Celebrating a Traditional Craft
Hand-Knitting is a traditional craft that has been with us for hundreds of years. My own entry into this craft was via my grandmother, whose family had emigrated from Cornwall, England. She taught me how to knit and crochet at a very early age as she had been taught by her mother. This is how a traditional craft is passed down through the generations, and in knitting, it was generally from mother to daughter.
The history of knitting fascinates me. I am amazed at the ingenuity and skill of our forebears, especially from Northern Europe, which is my heritage, who took two sticks and string and created beautiful, functional clothing to keep their loved ones warm and dry.
Coloured patterns (e.g., Fair Isle) and texture (e.g., Aran cables and fishing ganseys) provide extra warmth by creating insulation through a second layer or by trapping air.
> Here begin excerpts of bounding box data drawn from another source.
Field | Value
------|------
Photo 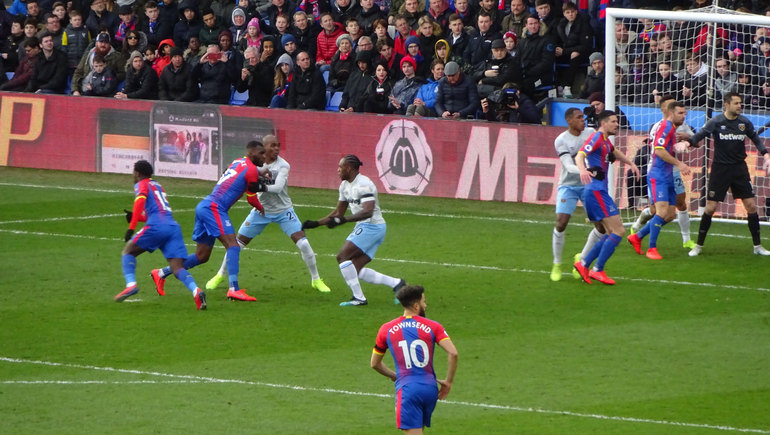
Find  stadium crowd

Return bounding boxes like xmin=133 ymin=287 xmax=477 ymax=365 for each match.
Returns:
xmin=0 ymin=0 xmax=770 ymax=119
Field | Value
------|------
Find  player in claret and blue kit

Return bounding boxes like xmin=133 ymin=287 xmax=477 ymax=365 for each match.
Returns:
xmin=115 ymin=160 xmax=206 ymax=310
xmin=151 ymin=141 xmax=267 ymax=301
xmin=575 ymin=110 xmax=639 ymax=285
xmin=371 ymin=285 xmax=457 ymax=434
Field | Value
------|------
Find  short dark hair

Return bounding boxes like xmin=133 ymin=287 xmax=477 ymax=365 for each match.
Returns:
xmin=396 ymin=285 xmax=425 ymax=308
xmin=134 ymin=160 xmax=153 ymax=177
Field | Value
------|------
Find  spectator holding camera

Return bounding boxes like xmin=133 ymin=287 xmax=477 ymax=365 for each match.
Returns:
xmin=481 ymin=83 xmax=541 ymax=124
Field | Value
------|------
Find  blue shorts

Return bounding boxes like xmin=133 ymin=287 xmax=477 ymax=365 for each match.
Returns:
xmin=583 ymin=189 xmax=619 ymax=222
xmin=347 ymin=222 xmax=386 ymax=259
xmin=647 ymin=178 xmax=681 ymax=205
xmin=131 ymin=222 xmax=187 ymax=259
xmin=238 ymin=208 xmax=302 ymax=239
xmin=396 ymin=383 xmax=438 ymax=429
xmin=556 ymin=186 xmax=585 ymax=215
xmin=193 ymin=199 xmax=235 ymax=246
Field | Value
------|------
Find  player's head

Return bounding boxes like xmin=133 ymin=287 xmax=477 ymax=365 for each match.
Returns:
xmin=396 ymin=285 xmax=426 ymax=317
xmin=134 ymin=160 xmax=153 ymax=183
xmin=564 ymin=107 xmax=586 ymax=132
xmin=246 ymin=140 xmax=265 ymax=166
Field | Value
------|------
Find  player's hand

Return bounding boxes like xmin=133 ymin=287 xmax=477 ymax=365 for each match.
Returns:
xmin=326 ymin=216 xmax=347 ymax=228
xmin=437 ymin=379 xmax=452 ymax=400
xmin=302 ymin=221 xmax=320 ymax=230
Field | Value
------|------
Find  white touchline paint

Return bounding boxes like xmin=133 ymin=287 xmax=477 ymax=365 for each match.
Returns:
xmin=0 ymin=357 xmax=770 ymax=434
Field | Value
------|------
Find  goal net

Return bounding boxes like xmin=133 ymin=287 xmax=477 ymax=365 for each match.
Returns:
xmin=605 ymin=6 xmax=770 ymax=222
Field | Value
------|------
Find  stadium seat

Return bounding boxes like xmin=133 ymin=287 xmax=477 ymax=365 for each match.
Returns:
xmin=326 ymin=91 xmax=342 ymax=112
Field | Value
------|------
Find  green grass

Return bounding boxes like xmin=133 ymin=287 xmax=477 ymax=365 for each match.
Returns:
xmin=0 ymin=168 xmax=770 ymax=434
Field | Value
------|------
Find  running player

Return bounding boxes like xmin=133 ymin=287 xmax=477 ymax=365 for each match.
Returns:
xmin=302 ymin=154 xmax=406 ymax=306
xmin=628 ymin=101 xmax=690 ymax=260
xmin=115 ymin=160 xmax=206 ymax=310
xmin=575 ymin=110 xmax=639 ymax=285
xmin=551 ymin=107 xmax=604 ymax=281
xmin=206 ymin=134 xmax=331 ymax=293
xmin=677 ymin=92 xmax=770 ymax=257
xmin=151 ymin=141 xmax=267 ymax=301
xmin=371 ymin=285 xmax=457 ymax=434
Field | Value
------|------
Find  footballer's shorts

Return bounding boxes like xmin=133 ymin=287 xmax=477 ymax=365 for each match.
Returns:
xmin=556 ymin=185 xmax=585 ymax=216
xmin=396 ymin=382 xmax=438 ymax=430
xmin=131 ymin=222 xmax=187 ymax=259
xmin=347 ymin=222 xmax=386 ymax=259
xmin=583 ymin=188 xmax=619 ymax=222
xmin=706 ymin=162 xmax=754 ymax=202
xmin=193 ymin=199 xmax=235 ymax=246
xmin=238 ymin=208 xmax=302 ymax=239
xmin=647 ymin=177 xmax=681 ymax=205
In our eastern provinces, settlers used these skills to create their own traditional patterns for mittens, and in Newfoundland and Labrador, thrummed mittens were created.
In my own knitting, I honour those who have gone before and hand-knit traditional patterns or create my own interpretations, using traditional motifs and stitch patterns.
My knitted dolls are my own creations, and I design the clothes to fit the character that I have imagined. My fibre of choice is pure sheep’s wool, minimally processed, which has unique qualities which make it perfect for clothing. Wool is elastic, resists absorption of moisture, insulates against heat and cold, and resists flame. Lightly processed wool retains its lanolin which makes such wool water-repellent. Washing wool takes some care but is not difficult and well-cared for woolens will last and wear well. I do use some superwash wool or wool blends as well as other fibres, including acrylic (e.g., for dolls) but pure, minimally processed sheep’s wool remains my first choice.
My primary sources for heavy-weight wool are from Canadian mills that source Canadian fleece and minimally process the wool, without harsh chemicals. My primary source for lighter-weight wool is Shetland wool from the Shetland Islands, long celebrated for its unique properties.